[英]I don't understand where I have a problem in code using sse
I am new with sse programming.我是 sse 编程的新手。 I want to write code in which I sum up 4 consecutive numbers from vector v and write the result of this sum in ans vector.
我想编写代码,在其中对向量 v 中的 4 个连续数字求和,并将该求和的结果写入 ans 向量中。 I want to write optimized code using sse.
我想使用 sse 编写优化的代码。 But when I set up size is equal to 4 my program is working.
但是当我设置大小等于 4 时,我的程序正在运行。 But when I set up size is 8 my program doesn't work and I have this error message: "Exception thrown: read access violation.
但是当我将大小设置为 8 时,我的程序不起作用,并且出现以下错误消息:“抛出异常:读取访问冲突。

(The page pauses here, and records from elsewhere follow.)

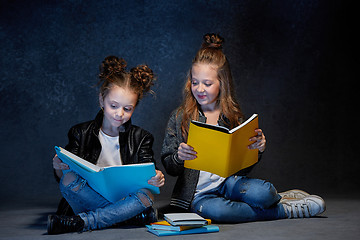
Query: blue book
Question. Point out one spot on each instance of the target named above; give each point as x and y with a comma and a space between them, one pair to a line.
204, 229
113, 183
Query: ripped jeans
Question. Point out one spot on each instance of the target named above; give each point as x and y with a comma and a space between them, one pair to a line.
96, 211
240, 199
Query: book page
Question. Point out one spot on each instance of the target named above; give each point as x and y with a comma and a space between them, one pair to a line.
244, 123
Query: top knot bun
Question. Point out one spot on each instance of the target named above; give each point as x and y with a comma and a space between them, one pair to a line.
144, 76
112, 65
212, 40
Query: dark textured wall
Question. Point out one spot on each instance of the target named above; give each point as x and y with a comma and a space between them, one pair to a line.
286, 57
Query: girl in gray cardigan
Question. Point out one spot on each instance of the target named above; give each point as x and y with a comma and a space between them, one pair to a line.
209, 98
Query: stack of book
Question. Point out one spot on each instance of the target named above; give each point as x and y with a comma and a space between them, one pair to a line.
180, 224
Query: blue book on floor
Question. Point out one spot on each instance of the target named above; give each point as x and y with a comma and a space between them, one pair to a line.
113, 183
204, 229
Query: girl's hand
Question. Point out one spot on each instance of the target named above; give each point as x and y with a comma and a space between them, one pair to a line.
260, 141
158, 180
186, 152
58, 164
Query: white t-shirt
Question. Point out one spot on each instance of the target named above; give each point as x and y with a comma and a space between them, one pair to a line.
110, 151
207, 181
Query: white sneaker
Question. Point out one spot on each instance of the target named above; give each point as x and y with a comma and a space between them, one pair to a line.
308, 206
293, 194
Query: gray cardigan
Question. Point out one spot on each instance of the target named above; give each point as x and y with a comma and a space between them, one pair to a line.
187, 180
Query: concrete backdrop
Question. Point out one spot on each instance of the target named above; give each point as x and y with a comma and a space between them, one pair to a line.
289, 60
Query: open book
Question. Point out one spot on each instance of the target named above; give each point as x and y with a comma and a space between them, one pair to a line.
113, 183
220, 150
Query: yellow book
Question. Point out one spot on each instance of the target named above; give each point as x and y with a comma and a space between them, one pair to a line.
222, 151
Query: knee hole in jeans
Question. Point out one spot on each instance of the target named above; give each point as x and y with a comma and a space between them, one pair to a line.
145, 197
70, 178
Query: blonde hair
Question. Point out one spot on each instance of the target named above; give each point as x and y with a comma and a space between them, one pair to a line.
211, 53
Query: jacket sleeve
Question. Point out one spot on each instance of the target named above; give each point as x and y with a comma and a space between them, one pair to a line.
173, 137
72, 146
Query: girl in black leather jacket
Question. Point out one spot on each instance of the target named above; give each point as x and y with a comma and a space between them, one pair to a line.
110, 139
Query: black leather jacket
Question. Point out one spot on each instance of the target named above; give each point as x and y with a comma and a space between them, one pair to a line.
135, 147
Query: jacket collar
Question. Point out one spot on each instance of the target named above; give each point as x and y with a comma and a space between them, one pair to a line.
222, 121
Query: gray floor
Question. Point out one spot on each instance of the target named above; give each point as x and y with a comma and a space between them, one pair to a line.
340, 221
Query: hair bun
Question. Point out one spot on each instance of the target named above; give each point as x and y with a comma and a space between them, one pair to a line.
212, 40
112, 65
144, 76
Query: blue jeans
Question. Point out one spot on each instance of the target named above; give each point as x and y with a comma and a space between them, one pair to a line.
240, 199
96, 211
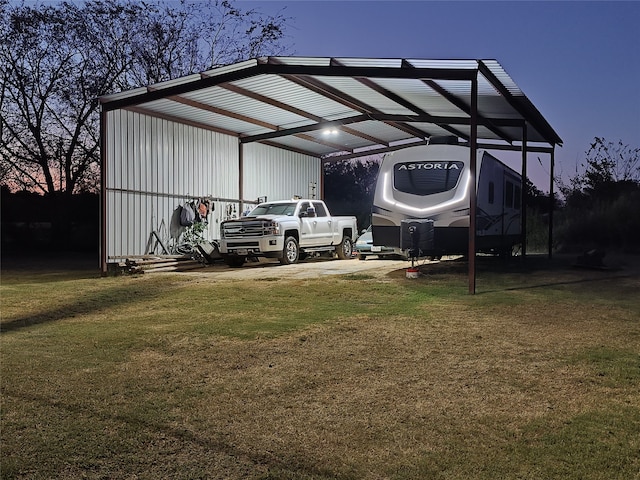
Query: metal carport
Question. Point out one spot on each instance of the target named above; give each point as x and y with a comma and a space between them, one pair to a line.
339, 108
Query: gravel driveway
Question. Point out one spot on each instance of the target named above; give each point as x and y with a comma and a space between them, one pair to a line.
314, 268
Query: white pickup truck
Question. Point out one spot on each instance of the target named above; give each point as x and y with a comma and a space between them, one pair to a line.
287, 230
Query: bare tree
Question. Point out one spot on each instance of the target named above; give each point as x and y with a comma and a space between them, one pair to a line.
56, 59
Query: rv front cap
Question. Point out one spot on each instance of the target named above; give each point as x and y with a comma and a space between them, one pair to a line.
429, 166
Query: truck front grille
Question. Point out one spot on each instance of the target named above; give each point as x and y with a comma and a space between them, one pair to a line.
256, 228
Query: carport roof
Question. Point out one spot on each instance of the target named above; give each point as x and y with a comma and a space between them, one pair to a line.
347, 107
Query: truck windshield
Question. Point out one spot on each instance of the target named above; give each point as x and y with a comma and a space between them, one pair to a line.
273, 209
426, 178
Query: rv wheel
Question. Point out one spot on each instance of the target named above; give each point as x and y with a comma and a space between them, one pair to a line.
290, 252
345, 248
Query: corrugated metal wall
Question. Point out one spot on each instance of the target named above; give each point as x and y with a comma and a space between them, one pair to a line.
154, 166
279, 174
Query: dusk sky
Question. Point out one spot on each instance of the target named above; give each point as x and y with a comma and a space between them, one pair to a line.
577, 61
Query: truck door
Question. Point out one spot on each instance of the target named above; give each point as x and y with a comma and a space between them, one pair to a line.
307, 227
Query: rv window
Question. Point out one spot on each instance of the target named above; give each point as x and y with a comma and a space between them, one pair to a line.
426, 178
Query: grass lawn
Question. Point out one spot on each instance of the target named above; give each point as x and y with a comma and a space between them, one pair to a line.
180, 376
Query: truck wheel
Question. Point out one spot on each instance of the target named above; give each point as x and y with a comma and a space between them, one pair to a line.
345, 248
290, 252
233, 260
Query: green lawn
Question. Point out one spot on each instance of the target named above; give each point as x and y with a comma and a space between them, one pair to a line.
355, 377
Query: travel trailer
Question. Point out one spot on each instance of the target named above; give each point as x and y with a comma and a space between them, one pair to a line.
421, 202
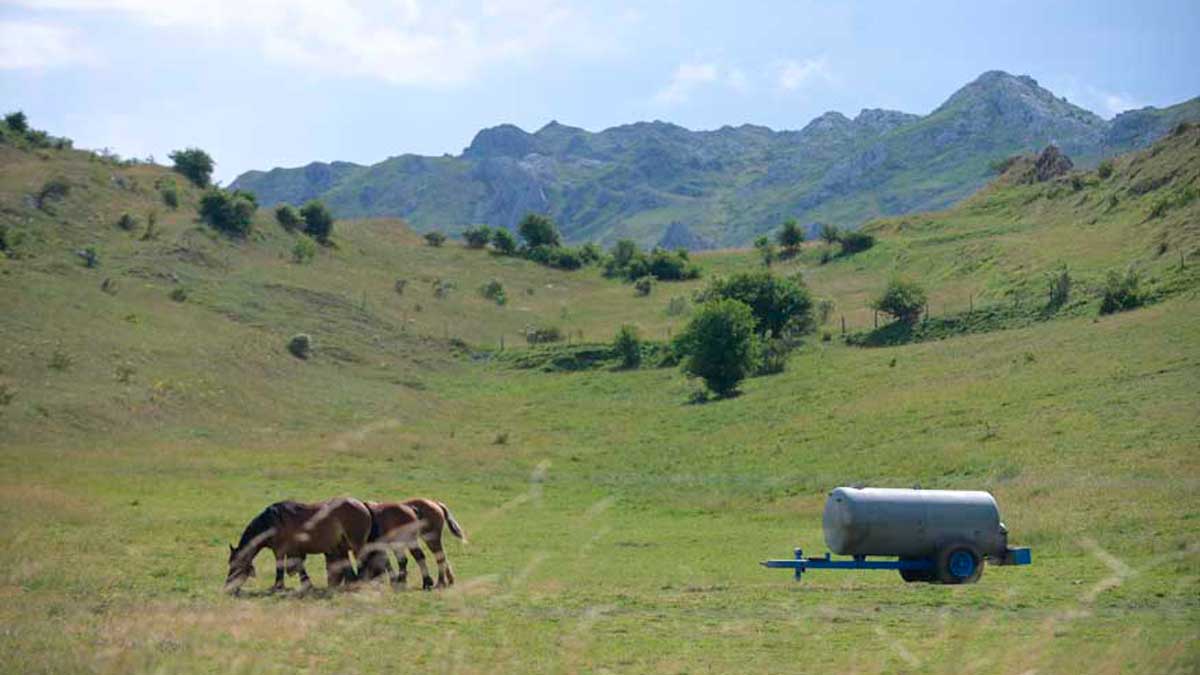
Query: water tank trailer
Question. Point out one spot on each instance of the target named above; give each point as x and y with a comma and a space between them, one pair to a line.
937, 536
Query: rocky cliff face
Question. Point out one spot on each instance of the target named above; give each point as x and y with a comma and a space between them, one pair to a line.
660, 183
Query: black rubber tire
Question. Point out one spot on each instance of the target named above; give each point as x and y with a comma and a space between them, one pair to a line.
915, 575
942, 566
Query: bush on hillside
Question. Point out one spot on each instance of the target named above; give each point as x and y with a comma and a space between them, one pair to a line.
628, 346
903, 299
1121, 292
503, 242
780, 305
195, 163
477, 237
856, 242
539, 231
318, 222
54, 189
231, 213
288, 217
720, 345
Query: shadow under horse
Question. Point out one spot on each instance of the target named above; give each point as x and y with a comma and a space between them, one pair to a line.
292, 530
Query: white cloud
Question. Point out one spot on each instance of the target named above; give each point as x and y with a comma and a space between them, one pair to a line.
37, 45
415, 42
792, 75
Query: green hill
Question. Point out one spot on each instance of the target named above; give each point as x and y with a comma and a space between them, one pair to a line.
149, 407
657, 181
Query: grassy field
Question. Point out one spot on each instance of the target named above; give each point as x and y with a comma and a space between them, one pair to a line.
613, 525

ans was 0x1110112. ans 是 0x1110112。
If there is a handler for this exception, the program may be safely continued." I don't understand where I have a problem. I allocate the memory right, in which place I have a problem. Could somebody help me, I will be really grateful.如果有这个异常的处理程序,程序可能会安全地继续。”我不明白我哪里有问题。我分配内存正确,我在哪个地方有问题。有人可以帮助我,我会真的很感谢。
#include <iostream>
#include <immintrin.h>
#include <pmmintrin.h>
#include <vector>
#include <math.h>
using namespace std;
arith_t = double
void init(arith_t *&v, size_t size) {
for (int i = 0; i < size; ++i) {
v[i] = i / 10.0;
}
}
//accumulate with sse
void sub_func_sse(arith_t *v, size_t size, int start_idx, arith_t *ans, size_t start_idx_ans) {
__m128d first_part = _mm_loadu_pd(v + start_idx);
__m128d second_part = _mm_loadu_pd(v + start_idx + 2);
__m128d sum = _mm_add_pd(first_part, second_part);
sum = _mm_hadd_pd(sum, sum);
_mm_store_pd(ans + start_idx_ans, sum);
}
int main() {
const size_t size = 8;
arith_t *v = new arith_t[size];
arith_t *ans_sse = new arith_t[size / 4];
init(v, size);
init(ans_sse, size / 4);
int num_repeat = 1;
arith_t total_time_sse = 0;
for (int p = 0; p < num_repeat; ++p) {
for (int idx = 0, ans_idx = 0; idx < size; idx += 4, ans_idx++) {
sub_func_sse(v, size, idx, ans_sse, ans_idx);
}
}
for (size_t i = 0; i < size / 4; ++i) {
cout << *(ans_sse + i) << endl;
}
delete[] ans_sse;
delete[] v;
}
You're using unaligned memory which requires special versions of load and store functions.您正在使用需要特殊版本的加载和存储功能的未对齐内存。 You correctly used
_mm_loadu_pd
but the _mm_store_pd
isn't appropriate for working with unaligned memory so you should change it to _mm_storeu_pd
.您正确使用了
_mm_loadu_pd
但_mm_store_pd
不适用于未对齐的内存,因此您应该将其更改为_mm_storeu_pd
。 Also consider using aligned memory which will result in better performance.还要考虑使用对齐的内存,这将导致更好的性能。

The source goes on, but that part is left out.